Al disabile sono consentite più assenze per malattia senza rischio di licenziamento

Se una norma nazionale come quella in materia di licenziamento tratta allo stesso modo le persone disabili e quelle non affette da alcuna limitazione è commessa una «disparità di trattamento direttamente basata sulla disabilità». È quindi discriminatorio considerare una patologia legata a una disabilità come una normale malattia di qualsiasi altro lavoratore; difatti la direttiva impedisce un’assimilazione «pura e semplice della nozione di handicap a quella di malattia». È evidente, infatti, che un lavoratore disabile corre maggiori rischi di assenze dovute alla propria situazione di handicap e, quindi, le due situazioni devono essere considerate diversamente. Al lavoratore disabile quindi deve essere consentito di assentarsi più spesso senza perciò rischiare il licenziamento se la ragione di tale assenza è legata esclusivamente all’handicap.

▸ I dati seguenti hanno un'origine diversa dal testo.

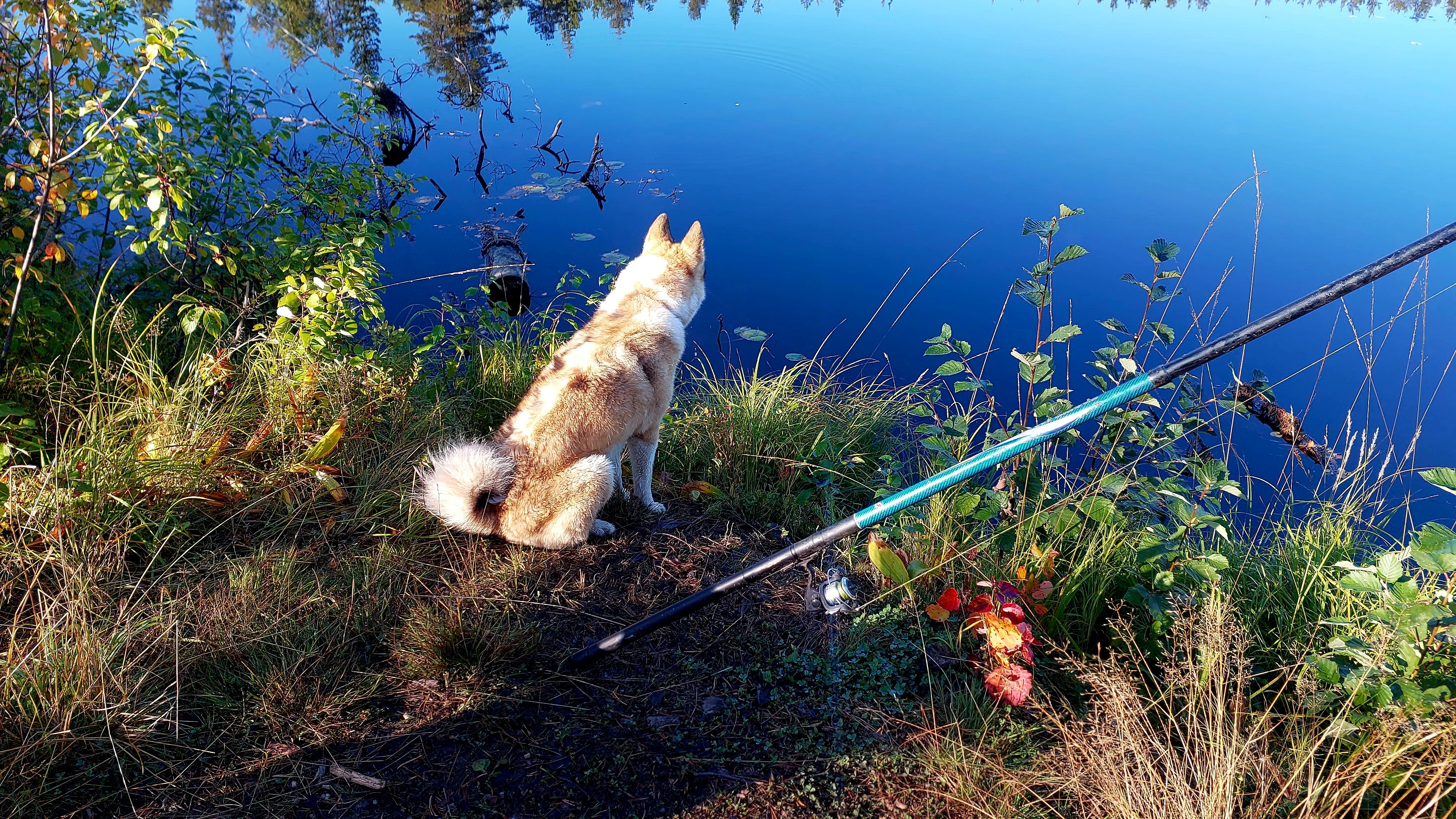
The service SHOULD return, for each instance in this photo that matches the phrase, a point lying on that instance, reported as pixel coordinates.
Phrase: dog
(548, 471)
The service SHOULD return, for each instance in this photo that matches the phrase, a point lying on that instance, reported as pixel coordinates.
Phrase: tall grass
(800, 448)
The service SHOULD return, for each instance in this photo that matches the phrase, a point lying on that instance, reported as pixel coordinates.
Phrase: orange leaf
(703, 489)
(950, 599)
(1001, 635)
(1009, 686)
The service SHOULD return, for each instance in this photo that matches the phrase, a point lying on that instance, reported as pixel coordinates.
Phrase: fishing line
(1125, 393)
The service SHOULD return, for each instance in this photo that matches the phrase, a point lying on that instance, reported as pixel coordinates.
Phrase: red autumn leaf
(1005, 592)
(1027, 642)
(950, 599)
(1009, 686)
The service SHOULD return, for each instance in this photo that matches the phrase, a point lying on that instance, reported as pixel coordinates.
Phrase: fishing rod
(836, 592)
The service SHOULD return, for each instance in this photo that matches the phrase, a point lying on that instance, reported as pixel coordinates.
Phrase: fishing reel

Le conseguenze sulla normativa nazionale italiana potrebbero essere dirompenti perché il cosiddetto periodo di comporto potrebbe subire delle flessioni, con maggiore o minore elasticità, proprio in presenza di un soggetto disabile, al quale quindi non si può applicare lo stesso tetto massimo di assenze per malattia di quello del dipendente senza handicap.

Il comporto può subire flessioni nei confronti di chi ha handicap e si assenta a causa di ciò

Certo, scrive la Corte, è legittimo fronteggiare l’assenteismo sul lavoro e impedire congedi di malattia ricorrenti che costituiscono un elevato costo per le imprese, ma i mezzi utilizzati non devono arrivare a discriminare i lavoratori disabili.

note

[1] C. Giust. Ue causa C-270/16.

[2] Direttiva n. 2000/78 che stabilisce un quadro generale per la parità di trattamento in materia di occupazione e di condizioni di lavoro, recepita in Italia con il Dlgs 216/2003.